Monday 8 December 2008

Not much to report

A day after last month's payday, I bought a new laptop, a holiday to Japan and a curry. I was consequently constrained by a tight budget which prevented me from doing all that much. Fortunately, I was able procure all five seasons of TV show The Wire, thus satiating my lust for entertainment without the need to leave my apartment. Sixty hours of my my life well spent.
I have been outside though - don't assume I've become a hermit - I've just been more localised. I've discovered chicken hofs. Chicken hofs are great. They sell fried chicken, and they sell beer, that's mostly it. I think. They may sell more, but the menu is all in Korean, and I can read what chicken is because it's the same as English. The one we frequent regularly is the immodestly named Best Chicken Hof, but there's as many, if not more than there are Noraebangs and English schools within a literal stone's throw.

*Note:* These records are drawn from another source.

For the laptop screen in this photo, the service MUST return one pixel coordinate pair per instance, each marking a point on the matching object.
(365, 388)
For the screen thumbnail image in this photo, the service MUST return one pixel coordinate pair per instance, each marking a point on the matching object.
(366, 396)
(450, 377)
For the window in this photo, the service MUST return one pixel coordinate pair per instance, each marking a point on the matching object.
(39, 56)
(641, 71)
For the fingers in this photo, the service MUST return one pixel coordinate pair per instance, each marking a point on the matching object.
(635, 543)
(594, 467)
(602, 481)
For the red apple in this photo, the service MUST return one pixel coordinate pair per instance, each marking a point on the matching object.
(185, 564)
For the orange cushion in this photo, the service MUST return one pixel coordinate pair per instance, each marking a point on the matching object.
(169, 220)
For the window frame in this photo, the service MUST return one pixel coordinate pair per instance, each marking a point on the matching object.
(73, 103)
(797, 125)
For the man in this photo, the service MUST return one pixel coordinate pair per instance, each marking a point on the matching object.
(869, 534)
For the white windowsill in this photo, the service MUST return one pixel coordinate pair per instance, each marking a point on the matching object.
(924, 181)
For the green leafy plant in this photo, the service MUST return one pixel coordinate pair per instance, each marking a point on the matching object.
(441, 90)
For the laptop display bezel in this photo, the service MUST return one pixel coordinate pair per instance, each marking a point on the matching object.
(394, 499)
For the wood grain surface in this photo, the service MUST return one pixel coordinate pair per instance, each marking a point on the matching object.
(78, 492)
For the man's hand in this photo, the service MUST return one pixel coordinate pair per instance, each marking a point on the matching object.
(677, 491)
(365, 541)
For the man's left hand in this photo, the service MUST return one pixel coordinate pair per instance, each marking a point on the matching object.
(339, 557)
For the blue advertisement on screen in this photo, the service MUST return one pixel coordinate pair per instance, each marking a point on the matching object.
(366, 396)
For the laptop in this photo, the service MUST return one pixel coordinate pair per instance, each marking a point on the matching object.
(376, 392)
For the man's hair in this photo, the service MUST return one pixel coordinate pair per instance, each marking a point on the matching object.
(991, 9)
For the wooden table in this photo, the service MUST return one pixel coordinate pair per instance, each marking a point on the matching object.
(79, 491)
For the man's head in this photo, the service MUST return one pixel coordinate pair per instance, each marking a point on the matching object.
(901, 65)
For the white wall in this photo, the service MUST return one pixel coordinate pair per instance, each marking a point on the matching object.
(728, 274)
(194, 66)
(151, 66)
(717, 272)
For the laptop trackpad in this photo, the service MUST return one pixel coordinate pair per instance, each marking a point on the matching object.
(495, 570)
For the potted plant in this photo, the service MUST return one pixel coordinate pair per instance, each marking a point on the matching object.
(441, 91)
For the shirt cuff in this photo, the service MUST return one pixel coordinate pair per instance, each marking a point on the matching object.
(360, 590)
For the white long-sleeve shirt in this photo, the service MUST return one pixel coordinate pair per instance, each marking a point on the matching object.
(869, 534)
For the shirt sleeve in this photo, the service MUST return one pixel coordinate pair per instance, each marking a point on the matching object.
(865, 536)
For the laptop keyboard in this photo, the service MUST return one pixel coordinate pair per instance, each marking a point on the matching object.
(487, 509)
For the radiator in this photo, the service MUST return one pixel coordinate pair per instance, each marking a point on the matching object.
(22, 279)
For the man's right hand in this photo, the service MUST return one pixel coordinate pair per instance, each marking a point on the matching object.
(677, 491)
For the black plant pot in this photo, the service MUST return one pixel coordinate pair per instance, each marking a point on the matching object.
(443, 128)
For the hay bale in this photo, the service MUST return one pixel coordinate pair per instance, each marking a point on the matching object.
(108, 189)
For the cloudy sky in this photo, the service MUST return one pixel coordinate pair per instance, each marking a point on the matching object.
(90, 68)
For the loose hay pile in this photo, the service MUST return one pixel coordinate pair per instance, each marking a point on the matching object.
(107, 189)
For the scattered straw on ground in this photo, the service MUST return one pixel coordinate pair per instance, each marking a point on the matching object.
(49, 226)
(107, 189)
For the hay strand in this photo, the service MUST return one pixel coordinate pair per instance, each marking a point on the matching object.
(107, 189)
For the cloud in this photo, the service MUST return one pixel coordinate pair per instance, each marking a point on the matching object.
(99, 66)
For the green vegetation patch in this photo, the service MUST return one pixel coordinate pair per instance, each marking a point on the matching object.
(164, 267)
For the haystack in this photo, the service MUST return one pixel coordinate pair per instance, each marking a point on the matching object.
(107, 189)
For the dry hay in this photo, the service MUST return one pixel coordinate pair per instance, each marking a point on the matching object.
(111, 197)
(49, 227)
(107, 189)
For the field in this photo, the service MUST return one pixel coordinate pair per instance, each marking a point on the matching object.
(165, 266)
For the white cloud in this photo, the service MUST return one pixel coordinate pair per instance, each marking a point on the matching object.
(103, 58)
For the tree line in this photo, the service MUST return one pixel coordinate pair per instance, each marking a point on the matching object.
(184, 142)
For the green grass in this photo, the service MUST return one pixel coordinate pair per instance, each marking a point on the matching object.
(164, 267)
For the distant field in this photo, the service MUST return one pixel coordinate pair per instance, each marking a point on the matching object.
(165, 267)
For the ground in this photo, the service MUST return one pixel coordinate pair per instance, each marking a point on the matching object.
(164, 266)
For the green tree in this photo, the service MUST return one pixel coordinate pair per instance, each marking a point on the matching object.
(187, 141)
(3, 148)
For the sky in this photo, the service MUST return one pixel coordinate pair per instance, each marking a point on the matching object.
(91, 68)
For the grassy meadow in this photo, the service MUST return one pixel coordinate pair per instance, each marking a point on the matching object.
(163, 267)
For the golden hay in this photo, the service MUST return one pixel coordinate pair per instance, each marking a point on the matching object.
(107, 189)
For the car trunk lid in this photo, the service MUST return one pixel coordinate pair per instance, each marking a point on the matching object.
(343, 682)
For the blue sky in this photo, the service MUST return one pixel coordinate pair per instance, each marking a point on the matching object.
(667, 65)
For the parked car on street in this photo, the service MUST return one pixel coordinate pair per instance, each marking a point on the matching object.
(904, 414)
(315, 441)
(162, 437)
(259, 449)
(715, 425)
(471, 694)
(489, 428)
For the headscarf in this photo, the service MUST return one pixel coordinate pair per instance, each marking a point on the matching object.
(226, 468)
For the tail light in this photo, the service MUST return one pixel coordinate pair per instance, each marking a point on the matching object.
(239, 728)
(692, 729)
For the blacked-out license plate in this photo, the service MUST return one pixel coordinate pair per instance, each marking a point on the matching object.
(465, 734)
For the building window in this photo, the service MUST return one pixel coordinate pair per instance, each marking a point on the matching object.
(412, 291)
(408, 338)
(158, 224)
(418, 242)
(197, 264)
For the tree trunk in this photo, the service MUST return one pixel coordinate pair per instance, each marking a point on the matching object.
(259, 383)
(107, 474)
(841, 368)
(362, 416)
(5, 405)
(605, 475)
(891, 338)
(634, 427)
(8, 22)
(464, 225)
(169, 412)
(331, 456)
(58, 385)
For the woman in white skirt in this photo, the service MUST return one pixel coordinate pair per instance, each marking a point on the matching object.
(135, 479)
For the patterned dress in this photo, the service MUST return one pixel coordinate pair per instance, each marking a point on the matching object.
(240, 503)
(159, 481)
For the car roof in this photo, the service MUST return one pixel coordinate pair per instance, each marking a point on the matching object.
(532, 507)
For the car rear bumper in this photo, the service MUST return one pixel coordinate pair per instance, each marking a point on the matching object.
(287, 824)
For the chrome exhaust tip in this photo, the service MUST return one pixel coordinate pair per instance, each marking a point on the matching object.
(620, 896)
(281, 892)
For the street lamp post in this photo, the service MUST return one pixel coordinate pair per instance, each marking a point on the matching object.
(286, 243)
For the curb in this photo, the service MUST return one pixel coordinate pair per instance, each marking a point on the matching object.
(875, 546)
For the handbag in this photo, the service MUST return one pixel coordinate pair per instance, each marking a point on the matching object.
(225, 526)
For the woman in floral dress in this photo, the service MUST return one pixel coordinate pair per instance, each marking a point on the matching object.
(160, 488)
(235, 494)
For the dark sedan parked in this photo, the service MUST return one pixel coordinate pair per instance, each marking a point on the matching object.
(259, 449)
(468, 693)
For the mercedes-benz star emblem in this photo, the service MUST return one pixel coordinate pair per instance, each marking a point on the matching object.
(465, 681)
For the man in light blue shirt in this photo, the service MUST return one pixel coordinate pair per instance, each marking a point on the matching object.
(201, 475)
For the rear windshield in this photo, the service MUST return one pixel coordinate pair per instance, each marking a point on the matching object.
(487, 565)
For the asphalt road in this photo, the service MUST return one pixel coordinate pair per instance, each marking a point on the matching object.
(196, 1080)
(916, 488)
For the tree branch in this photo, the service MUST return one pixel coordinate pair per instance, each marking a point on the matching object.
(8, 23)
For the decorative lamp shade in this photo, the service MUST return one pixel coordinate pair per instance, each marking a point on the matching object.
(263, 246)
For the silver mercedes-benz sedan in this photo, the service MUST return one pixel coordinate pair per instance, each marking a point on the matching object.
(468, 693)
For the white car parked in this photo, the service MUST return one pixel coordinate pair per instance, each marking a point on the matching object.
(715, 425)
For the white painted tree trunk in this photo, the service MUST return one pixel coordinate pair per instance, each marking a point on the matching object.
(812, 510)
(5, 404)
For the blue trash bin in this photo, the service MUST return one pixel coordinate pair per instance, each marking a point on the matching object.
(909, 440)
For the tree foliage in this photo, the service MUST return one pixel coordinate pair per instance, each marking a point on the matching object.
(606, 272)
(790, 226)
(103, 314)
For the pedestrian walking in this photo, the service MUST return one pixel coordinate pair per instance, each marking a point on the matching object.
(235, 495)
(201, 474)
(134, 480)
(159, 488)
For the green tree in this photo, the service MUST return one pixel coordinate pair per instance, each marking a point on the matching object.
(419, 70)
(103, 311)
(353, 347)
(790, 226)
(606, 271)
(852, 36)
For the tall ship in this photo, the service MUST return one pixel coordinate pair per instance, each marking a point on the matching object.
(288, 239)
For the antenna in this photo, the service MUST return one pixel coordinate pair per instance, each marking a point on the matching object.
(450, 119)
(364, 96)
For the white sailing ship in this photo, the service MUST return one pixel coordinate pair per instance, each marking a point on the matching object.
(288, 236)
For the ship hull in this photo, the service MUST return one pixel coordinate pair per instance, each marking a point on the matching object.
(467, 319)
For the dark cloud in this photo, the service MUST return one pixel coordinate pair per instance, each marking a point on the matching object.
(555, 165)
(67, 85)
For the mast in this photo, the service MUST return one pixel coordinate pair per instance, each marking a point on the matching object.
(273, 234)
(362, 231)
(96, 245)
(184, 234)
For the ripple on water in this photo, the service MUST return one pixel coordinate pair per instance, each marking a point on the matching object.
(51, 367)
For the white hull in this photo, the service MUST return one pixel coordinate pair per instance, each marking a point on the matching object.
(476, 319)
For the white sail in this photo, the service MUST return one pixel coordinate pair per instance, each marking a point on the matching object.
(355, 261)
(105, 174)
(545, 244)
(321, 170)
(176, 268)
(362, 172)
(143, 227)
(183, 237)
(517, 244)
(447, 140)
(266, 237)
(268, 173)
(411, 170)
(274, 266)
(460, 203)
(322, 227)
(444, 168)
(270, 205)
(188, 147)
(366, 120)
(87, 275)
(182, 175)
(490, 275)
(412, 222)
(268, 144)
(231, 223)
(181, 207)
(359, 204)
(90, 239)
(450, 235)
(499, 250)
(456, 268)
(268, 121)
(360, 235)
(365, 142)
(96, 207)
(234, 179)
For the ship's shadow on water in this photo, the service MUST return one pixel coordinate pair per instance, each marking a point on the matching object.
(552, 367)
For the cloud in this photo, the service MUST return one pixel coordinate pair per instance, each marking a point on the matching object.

This weekend was cold, very, very cold. Minus figures. This is not unremarkable, nor would it usually be much of an inconvenience: I quite like the cold, in fact my last few holidays have been to Nordic countries, and it's finally cold enough for me to break out my favourite sweater. However when the coldest day of the year coincides with the inexplicable disappearance of running hot water and heating, it gets a bit annoyong. It wasn't just that the water didn't get hot, there was no hot water. When you turned on the hot tap, nothing, literally, came out. Then, after the ouside had warmed up and everything, it came back. If this is going to happen whenever it drops below zero I'm going to have to complain. I mean, tell someone who speaks Korean to complain for me. Still don't have heating.

And it's not only the temperature that's been dropping: so are our numbers at ECC. The kids are dropping like flies, not through illness - not even through overwork which is commendable - just disappearing... to other schools, to concentrate on their elementary school exams, I don't know. The reasons are often unforthcoming and always vague. The kids themselves tell you nothing - they just cease to turn up one day, and after a couple of days of absence you have to go to your Korean partner teacher to enquire as to their whereabouts. Three afternoons a week in November I taught a class of 12 followed by a class of 8. These have now been respectively decimated to 6 and 4. In the first class I lost a lot of good guys, but I can't say I'm in any way concerned about the removal of half the second class. They were shit.

Right now I'm counting the days until the Japan trip, which will finally provide a reason to put some photos up on here. So apologies for all these lines and lines of letters. As it happens I'm meandering along quite nicely. My life is constructed with healthily equal amounts of optimism and pessimism, love and hate. You'll be aware if you know me that I'm very much the misanthrope and there's ample cause for, and opportunity for release of, those sentiments here, but its more than balanced with all the good things. Work isn't that taxing, I still have my grotesquely long lunches which, coupled with the well-structured blocks of between seven and nine 40-minute lessons a day, ensure that the days and the weeks flow with disarming haste. I was asked today what my plans were for next July. My reply was that it's seven months away and yeah, y'know, it'll work out.

But really, I should start weighing stuff up.